Oh. When @
Torgo asked if we have nostalgia for "this genre," I assumed he meant, classic 50s sci-fi b-movie horror (not necessarily campy b-movie, but low budget films), and not horror as a whole.
I grew up watching censored and edited versions of the Nightmare on Elm Street and Friday the 13th movies in grade school - often on USA's "Up! All Night". I think part 4 and part 6 had came out when I first became cognizant of them.
I really remember really liking Critters as well.
Keep in mind, grade school spans 6 years of one's life and it's tough placing where it happened.
Despite not ever watching any of the universal horror movies as a child, I still read the grade school picture book... not exactly novelizations of them.
I can't really remember my mid-teen years. I seem to recall not really being into horror then and looking down on it.
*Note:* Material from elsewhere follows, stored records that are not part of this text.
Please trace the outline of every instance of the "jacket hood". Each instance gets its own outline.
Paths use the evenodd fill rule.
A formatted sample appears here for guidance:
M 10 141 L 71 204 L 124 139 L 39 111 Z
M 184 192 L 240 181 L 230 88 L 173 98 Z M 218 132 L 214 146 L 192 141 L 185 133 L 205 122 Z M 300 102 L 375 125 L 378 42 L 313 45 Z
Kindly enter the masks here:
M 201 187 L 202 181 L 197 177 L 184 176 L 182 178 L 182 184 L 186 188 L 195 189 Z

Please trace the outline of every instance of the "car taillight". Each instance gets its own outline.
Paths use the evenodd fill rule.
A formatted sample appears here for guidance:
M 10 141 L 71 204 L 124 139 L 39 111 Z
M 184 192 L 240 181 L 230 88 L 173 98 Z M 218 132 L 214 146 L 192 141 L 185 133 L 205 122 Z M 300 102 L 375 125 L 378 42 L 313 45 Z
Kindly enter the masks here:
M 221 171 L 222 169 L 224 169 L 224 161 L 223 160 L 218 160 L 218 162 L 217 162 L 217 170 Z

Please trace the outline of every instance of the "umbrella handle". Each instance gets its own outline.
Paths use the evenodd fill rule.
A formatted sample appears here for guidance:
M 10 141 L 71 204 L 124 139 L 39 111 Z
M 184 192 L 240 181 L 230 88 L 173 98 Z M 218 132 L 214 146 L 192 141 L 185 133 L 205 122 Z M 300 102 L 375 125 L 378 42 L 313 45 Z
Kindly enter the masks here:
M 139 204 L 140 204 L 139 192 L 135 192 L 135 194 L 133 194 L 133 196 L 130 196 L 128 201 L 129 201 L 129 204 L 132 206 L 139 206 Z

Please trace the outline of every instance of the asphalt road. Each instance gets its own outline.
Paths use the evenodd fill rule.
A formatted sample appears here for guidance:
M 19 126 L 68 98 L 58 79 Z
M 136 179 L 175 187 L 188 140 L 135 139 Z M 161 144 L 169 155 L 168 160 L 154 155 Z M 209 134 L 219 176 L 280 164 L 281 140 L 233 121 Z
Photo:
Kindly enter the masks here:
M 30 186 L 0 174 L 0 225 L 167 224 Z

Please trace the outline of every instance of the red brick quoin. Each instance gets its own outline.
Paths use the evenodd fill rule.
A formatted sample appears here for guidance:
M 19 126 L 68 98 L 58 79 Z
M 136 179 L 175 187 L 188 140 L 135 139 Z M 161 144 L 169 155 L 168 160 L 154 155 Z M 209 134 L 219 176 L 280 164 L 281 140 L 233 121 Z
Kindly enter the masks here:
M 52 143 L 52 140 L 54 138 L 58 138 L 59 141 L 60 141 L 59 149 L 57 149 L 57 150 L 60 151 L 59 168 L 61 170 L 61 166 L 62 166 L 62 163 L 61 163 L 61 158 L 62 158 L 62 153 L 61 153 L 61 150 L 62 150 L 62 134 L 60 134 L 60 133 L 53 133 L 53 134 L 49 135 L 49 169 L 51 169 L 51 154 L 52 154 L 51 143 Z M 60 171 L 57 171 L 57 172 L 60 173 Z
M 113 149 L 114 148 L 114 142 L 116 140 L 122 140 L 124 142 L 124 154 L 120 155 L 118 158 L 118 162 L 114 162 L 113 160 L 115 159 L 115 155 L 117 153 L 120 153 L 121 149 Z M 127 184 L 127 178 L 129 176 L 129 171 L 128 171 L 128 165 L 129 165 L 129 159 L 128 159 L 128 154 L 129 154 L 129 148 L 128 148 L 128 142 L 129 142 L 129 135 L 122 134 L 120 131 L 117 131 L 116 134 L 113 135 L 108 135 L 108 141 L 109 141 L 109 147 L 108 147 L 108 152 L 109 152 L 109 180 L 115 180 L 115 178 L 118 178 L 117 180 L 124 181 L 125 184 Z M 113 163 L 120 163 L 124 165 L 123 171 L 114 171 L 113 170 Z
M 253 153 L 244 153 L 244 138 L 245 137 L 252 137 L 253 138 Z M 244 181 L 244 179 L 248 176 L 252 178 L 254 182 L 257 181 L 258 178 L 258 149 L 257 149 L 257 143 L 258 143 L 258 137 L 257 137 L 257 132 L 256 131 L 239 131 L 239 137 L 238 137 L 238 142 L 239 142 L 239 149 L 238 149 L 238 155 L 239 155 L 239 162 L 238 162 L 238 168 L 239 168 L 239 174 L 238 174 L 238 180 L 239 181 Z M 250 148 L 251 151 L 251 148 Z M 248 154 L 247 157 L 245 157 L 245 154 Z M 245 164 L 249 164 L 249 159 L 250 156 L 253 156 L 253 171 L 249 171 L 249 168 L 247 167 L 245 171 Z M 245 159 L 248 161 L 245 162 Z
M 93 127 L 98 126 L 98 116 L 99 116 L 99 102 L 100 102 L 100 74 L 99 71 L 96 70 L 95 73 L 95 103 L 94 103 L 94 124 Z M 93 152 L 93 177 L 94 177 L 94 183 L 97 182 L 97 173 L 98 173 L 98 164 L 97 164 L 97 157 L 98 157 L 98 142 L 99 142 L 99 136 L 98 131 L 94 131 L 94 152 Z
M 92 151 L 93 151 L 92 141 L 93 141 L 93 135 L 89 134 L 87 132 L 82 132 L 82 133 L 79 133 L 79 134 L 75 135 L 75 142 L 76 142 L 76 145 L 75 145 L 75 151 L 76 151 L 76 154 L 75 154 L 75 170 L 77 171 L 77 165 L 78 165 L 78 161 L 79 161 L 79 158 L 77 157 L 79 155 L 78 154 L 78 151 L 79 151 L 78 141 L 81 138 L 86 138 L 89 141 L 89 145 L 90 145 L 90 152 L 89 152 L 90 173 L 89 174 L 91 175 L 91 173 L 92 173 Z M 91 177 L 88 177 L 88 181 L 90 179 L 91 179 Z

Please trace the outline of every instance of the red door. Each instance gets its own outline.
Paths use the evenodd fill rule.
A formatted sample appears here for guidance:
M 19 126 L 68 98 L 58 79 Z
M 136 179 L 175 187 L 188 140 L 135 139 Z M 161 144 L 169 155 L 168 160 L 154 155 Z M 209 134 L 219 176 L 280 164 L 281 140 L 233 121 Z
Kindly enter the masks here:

Some of it was likely that period where you want to be "serious" about "good movies" (which I have to really put in quote, because it's the age when I took the Oscars seriously), but it was also well into the 90s at that point and the quality of horror was legitimately fallow at the time.
And yet, in college, it wasn't like I wasn't watching The Blair Witch Project in theaters, and I was still tracking down stuff like Naked Lunch and Lost Highway to watch from the video store.
It gets complicated, but at around 30, I decided to dive back in deep because a local horror group was doing a screening at a local arthouse theater of some cult 80s films, and I remember going, "I'm not going out to movie theaters enough and if I only go for those Janus film screenings, then I'm only ever going to go if I'm feeling mentally alert, so I should start going to these as well." And the nostalgia bomb kind of went off for me, and I started diving into a lot more cult stuff that I was unaware of when I was a kid, but was coming out in that era (and before).